Here's a more recent abstract that demonstrates synergy between a Vitamin D derivative (CB 1267) and Panretin for treating prostate cancer cells in vitro: 2 UI - 97637577 AU - Elstner E; Campbell MJ; Said J; Reed JC; Binderup L; Koeffler HP TI - Combination of a novel 20-epi-vitamin D3 analog (CB 1267) with 9-cis retinoic acid additively inhibits clonal growth and promotes differentia- tion of prostate cancer cells (Meeting abstract). SO - Proc Annu Meet Am Assoc Cancer Res 1997;38:A577 AD - Cedars-Sinai Medical Center/UCLA, CA 90048 AB - We evaluated the combined effect of CB1267 and 9-cis retinoic acid (9-cis-RA) on clonal growth, differentiation and apoptosis of a human prostate cancer cell line, LNCaP. Combination of both analogs additively inhibited clonal growth of LNCaP cells (more than 95% clonal inhibition at 10(-7) M vs 60% and 30% clonal inhibition by CB1267 and 9-cis-RA, at 5 x 10(-8) M, respectively).

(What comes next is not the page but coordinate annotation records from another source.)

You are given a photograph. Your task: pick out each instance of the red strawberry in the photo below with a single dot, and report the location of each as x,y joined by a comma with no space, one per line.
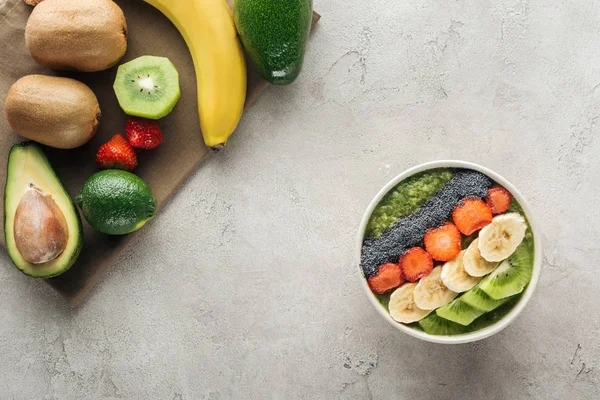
498,200
443,243
117,153
415,264
388,277
471,215
143,133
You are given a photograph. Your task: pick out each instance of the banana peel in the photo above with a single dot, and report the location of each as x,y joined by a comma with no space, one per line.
209,31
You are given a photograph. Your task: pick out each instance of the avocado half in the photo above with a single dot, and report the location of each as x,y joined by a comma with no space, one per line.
27,166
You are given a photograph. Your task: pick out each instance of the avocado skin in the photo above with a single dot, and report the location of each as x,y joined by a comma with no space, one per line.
274,34
116,202
44,160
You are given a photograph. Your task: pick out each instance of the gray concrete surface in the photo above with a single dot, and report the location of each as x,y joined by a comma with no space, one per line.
244,287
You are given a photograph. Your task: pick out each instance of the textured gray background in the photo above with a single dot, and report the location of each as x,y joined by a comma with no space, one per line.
245,287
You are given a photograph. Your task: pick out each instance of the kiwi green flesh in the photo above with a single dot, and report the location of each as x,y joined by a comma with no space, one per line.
513,274
459,312
479,300
147,87
433,324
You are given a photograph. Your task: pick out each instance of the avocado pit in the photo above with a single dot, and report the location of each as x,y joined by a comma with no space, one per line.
40,227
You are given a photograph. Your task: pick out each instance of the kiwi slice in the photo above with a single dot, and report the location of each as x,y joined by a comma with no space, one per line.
436,325
512,275
478,299
147,87
459,312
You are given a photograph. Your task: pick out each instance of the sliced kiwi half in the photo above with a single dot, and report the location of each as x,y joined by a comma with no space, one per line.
512,275
147,87
459,312
436,325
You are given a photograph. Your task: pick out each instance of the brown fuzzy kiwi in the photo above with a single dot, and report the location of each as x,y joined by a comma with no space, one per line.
58,112
82,35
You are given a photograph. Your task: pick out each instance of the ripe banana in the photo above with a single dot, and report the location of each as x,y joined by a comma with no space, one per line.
402,305
455,277
431,292
474,264
499,240
208,29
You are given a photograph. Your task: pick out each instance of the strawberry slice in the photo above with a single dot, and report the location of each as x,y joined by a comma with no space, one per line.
116,153
498,200
471,215
388,277
443,243
415,264
143,133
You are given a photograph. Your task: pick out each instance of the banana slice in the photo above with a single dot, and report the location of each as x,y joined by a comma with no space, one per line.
402,305
474,264
455,277
431,292
499,240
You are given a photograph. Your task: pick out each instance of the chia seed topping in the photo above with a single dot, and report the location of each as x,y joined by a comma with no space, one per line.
409,230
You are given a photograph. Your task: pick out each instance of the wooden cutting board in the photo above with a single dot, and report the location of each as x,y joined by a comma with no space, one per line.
165,169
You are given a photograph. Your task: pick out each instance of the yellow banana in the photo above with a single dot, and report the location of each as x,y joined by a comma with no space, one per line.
209,31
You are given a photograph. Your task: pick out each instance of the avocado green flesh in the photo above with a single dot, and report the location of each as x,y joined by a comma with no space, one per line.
28,164
274,34
116,202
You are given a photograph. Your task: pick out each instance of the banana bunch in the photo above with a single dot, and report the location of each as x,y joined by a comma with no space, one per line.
209,31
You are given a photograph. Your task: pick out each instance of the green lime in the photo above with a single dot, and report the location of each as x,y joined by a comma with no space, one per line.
116,202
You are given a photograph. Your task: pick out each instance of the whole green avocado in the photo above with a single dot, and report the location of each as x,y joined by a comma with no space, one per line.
274,34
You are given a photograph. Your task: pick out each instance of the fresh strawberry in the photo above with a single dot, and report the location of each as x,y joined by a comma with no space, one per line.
415,264
143,133
471,215
116,153
443,243
388,277
498,200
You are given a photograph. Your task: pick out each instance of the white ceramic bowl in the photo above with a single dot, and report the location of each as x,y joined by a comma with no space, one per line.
482,333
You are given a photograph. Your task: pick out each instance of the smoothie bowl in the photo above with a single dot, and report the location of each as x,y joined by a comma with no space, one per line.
449,252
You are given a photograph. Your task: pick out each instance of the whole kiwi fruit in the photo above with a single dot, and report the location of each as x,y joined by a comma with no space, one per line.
81,35
55,111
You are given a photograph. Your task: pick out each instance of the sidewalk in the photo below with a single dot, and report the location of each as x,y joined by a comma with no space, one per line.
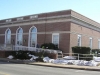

LNCaP cultured with one or both analogs (5 x 10(-8) M, 3 days) showed the changes summarized in a table in expression of apoptosis, and cell cycle- related proteins compared to untreated cells as determined by Western blot, immuno-histochemistry and FACS analysis. Wild-type p53 was stimulated to migrate from the cytoplasm to the nucleus by the combination of both analogs. Apoptosis occurred in 37%, 23% and 30% of cells cultured with either CB1267, 9-cis-RA, or both analogs (5 x 10(-8) M x 3 days). Together, the analogs had an additive effect on differentiation of LNCaP cells as measured by morphology and expression of E-cadherin and cytokeratins 8 and 18. Taken together, CB1267 is a promising new vitamin D3 analog which together with 9-cis-RA should be tried in clinical trials of prostate cancer.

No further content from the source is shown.